Again it’s given from the question that, the sum of the numbers obtained by reversing the digit’s places and the original number is 99. Thus, this can be written as; 

(10x + y) + (I0y + x) = 99 

⇒ 10x + y + 10y + x = 99 

⇒ 11x + 11y = 99 

⇒ 11(x + y) = 99 

⇒ x + y = 99/11

⇒ x + y = 9 …………… (ii) 

So, finally we have two sets of systems of equations to solve.

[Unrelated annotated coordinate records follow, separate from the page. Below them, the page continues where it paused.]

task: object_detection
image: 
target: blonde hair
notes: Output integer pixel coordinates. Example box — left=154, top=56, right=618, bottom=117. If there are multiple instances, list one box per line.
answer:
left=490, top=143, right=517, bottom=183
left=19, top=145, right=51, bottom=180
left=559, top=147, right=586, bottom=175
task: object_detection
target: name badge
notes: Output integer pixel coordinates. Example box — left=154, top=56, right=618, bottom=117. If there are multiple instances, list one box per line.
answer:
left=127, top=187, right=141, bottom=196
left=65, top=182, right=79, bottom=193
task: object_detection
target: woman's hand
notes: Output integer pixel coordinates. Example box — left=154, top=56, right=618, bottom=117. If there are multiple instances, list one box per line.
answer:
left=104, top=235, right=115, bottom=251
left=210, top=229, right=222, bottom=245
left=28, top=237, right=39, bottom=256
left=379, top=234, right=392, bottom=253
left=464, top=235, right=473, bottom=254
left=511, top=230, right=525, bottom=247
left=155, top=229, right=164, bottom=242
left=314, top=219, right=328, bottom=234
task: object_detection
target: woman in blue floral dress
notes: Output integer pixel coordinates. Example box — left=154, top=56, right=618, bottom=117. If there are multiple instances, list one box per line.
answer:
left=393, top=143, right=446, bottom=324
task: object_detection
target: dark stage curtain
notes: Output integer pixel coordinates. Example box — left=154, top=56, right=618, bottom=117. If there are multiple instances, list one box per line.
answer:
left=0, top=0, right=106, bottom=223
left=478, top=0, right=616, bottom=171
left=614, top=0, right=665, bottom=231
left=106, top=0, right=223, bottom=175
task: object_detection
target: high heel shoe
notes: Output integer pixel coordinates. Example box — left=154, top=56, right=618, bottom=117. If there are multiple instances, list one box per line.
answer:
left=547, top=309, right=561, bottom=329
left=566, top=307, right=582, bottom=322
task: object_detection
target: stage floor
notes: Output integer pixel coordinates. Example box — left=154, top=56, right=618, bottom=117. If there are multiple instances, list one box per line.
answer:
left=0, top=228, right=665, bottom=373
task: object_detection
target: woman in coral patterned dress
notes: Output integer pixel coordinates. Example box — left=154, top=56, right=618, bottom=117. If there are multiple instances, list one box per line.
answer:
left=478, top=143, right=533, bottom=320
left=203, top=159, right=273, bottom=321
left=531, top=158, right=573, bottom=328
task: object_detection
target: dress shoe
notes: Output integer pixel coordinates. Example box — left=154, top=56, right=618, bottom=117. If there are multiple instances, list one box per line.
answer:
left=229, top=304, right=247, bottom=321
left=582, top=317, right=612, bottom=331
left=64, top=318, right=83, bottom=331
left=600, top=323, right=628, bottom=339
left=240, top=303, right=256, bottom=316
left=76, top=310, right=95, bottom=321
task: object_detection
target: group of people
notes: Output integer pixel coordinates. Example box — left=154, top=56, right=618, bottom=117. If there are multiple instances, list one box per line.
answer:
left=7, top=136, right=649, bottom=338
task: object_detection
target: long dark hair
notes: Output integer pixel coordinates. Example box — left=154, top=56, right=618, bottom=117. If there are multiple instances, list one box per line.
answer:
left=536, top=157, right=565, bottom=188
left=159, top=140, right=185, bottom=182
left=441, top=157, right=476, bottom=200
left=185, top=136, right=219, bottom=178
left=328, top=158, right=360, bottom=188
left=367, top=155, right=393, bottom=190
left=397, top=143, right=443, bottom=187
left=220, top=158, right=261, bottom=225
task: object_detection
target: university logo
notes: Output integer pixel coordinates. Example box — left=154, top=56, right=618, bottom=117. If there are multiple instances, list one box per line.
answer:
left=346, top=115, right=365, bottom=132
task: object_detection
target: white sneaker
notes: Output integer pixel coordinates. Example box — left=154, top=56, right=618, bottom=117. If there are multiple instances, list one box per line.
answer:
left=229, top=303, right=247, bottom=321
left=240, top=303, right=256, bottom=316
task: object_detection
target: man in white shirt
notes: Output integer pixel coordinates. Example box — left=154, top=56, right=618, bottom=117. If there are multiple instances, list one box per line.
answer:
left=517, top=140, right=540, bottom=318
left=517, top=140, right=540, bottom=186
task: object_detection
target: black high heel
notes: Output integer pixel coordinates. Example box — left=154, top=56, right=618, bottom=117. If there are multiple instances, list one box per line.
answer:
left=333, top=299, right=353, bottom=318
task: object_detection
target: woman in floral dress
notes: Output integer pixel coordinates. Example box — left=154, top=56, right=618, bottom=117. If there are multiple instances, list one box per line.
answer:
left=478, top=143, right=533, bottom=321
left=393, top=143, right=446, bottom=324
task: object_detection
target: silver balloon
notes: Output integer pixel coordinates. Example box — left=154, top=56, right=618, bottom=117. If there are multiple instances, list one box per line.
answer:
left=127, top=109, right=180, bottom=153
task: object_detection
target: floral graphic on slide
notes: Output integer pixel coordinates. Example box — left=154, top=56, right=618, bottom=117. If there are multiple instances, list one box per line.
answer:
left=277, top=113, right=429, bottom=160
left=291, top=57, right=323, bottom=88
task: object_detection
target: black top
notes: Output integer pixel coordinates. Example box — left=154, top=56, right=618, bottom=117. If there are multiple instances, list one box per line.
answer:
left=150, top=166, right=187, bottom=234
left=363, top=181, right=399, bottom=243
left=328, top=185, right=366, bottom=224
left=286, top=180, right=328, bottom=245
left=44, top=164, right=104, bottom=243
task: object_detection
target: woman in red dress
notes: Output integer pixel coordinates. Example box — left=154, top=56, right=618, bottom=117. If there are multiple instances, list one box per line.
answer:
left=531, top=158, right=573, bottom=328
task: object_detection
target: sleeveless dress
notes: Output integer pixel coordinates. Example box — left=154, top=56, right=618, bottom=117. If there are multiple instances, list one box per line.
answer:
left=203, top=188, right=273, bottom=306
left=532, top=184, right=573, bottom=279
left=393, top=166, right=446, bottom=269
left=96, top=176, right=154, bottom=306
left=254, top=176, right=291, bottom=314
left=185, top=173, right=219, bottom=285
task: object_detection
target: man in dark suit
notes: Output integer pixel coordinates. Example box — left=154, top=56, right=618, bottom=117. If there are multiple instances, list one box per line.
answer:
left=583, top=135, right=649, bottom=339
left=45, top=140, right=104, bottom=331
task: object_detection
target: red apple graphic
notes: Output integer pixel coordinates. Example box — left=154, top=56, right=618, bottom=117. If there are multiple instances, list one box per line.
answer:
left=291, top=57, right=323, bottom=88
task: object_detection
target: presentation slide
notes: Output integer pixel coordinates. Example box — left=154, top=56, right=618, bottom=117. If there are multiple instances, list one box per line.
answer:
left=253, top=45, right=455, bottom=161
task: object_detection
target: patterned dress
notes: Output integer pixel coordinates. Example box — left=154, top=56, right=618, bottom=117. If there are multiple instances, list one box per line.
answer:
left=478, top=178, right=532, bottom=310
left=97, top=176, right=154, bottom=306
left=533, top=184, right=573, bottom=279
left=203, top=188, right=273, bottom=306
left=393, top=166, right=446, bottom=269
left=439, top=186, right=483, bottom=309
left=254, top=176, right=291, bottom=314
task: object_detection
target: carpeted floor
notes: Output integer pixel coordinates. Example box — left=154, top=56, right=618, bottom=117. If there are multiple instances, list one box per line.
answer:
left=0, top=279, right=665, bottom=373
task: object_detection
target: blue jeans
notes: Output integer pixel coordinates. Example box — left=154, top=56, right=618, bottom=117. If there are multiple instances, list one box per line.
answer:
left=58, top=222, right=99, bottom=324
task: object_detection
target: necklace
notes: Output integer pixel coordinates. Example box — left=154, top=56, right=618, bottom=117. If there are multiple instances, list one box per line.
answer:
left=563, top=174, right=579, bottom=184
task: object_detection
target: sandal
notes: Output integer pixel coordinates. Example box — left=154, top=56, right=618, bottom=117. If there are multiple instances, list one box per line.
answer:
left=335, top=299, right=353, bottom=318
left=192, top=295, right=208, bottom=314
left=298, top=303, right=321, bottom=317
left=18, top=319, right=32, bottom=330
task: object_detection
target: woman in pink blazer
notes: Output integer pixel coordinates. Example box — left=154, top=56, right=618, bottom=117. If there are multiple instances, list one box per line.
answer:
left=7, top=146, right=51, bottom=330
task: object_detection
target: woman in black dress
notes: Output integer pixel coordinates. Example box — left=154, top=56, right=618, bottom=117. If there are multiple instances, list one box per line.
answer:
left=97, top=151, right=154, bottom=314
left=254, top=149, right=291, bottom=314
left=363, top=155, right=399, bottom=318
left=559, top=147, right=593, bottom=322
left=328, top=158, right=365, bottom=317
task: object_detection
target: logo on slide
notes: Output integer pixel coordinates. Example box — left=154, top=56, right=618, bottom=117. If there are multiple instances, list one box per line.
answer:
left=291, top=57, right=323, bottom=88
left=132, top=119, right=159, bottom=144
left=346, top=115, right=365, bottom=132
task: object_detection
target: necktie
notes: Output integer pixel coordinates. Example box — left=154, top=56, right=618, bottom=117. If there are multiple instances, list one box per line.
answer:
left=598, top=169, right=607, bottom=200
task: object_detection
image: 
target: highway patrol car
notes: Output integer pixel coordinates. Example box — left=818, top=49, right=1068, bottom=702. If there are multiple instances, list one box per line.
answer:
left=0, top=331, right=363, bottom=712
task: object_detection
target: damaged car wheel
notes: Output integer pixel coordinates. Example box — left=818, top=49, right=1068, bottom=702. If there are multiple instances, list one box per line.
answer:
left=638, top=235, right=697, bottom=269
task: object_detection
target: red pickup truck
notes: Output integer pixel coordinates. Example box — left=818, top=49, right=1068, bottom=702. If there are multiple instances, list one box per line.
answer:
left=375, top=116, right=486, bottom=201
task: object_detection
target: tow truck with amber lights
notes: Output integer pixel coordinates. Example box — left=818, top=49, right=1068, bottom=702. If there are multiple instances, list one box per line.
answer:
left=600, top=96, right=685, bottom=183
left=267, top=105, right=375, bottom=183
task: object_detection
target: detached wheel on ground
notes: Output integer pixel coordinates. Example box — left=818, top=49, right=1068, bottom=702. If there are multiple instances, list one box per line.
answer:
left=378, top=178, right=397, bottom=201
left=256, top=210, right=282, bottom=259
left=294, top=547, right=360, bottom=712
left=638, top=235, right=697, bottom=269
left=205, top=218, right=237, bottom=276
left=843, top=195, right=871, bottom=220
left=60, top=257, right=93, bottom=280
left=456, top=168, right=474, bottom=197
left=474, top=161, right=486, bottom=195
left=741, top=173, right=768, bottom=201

Those are, 

x – y = 3 and x + y = 9 

x – y = -3 and x + y = 9 

Now, let’s solve the first set of system of equations; 

x – y = 3 ……….. (iii) 

x + y = 9 ………. (iv) 

Adding the equations (iii) and (iv), we get; 

(x – y) + (x + y) = 3 + 9 

⇒ x – y + x + y =12 

⇒ 2x = 12 

⇒ x = 12/2

⇒ x = 6 

Putting the value of x in equation (iii), we find y 

6 – y = 3 

⇒ y = 6 – 3 

⇒ y = 3 

Hence, when considering this set the required number should be 10 x 3 + 6 = 36 

Now, when solving the second set of system of equations, 

x – y = –3 ……….(v) 

x + y = 9 …………(vi) 

Adding the equations (v) and (vi), we get; 

(x – y) + (x + y) = –3 + 9 

x – y + x + y = 6 

2x = 6 

x = 3 

Putting the value of x in equation 5, we get; 

3 – y = -3 

⇒ y = 3 + 3 

⇒ y = 6 

Hence, when considering this set the required number should be 10 x 6 + 3 = 63 

Therefore, there are two such numbers for the given question.